Both Ontario and LA rejections drop to ’19 levels as compliance increases to 98%.

The significant shift in market share from the west coast to the east coast, accompanied with slowed consumer demand, may be to blame even as conditions have clearly improved out west; trans-pacific rates continue to decline as inbound TEU bookings remain around pre-pandemic levels.

More than likely no immediate market share reversal as rerouting goods for most BCO’s is not an overnight adaptation; reworking supply chains can be a complicated, time intensive endeavor.

New home sales saw double digit declines last month, now down 12.6% from its last reading and 29.6% for the year.

As we’ve discussed previously since the Feds made their rate hikes announcement at the beginning of the year, consumers had been in pull forward mode to lock in historically low interest rates as federal fund rates were hovering around zero at that time.

Since then, we’ve seen rates jump 4 consecutive times this year with a high possibility of a 3rd back-to-back 75bps increase if job figures remain robust.

Unfortunately, the result of home affordability reaching a 33-year low has caused mortgage applications to plummet to their lowest level in 23 years – causing some lenders to trigger layoffs.
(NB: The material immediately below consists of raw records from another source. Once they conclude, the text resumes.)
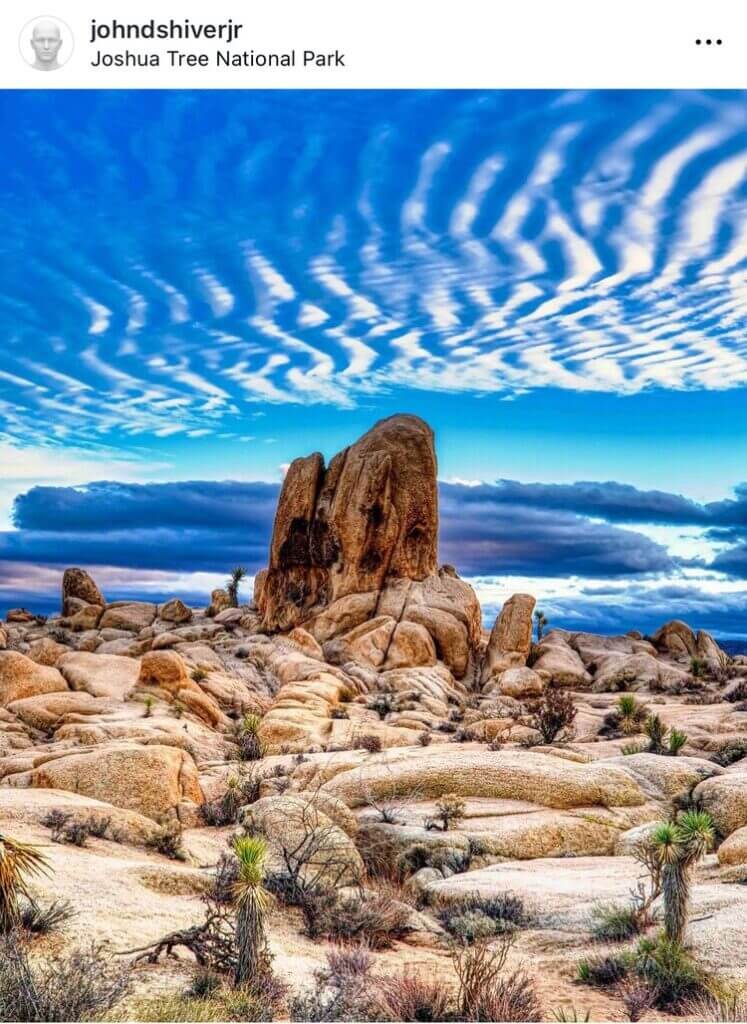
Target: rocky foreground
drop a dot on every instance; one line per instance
(356, 692)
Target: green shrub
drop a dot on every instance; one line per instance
(608, 969)
(669, 971)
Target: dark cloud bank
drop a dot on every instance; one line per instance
(507, 528)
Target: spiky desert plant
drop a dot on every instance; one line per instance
(679, 845)
(541, 623)
(18, 863)
(251, 899)
(631, 714)
(656, 731)
(238, 574)
(675, 741)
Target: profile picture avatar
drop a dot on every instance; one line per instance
(46, 43)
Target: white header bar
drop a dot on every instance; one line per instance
(383, 44)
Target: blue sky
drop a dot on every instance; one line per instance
(199, 287)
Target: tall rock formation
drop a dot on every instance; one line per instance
(369, 517)
(356, 543)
Additional weakening evidence surrounding housing coming from the most recent Homebuilder Sentiment falling into contraction territory: dropping from a 54 to a 49.

Pandemic aside, the sentiment hasn’t fallen into contraction territory since June of 2014.

This all relevant as it relates to trucking of course as the predominant means of transporting building materials in the early stages of a home require a high level of flatbed compliance.

The effects of a slowdown will be seen much sooner here than the downstream decrease in demand of large interior items such as furniture and appliances that move by means of dry van.

Diesel at-the-pump back on the rise, as was a concern last week given the intense bump in the ULSD rack price since the 2nd week of August.

As the spread between retail and rack prices continue to narrow, so will mega fleets purchasing-power over smaller trucking companies who are forced to purchase fuel at retail cost.

For now, the advantage still remains on the fuel and volume sides as contractual rates are sliding, but still abnormally high.

This has been your Bridge Logistics Market Update for the week of August 29th, 2022.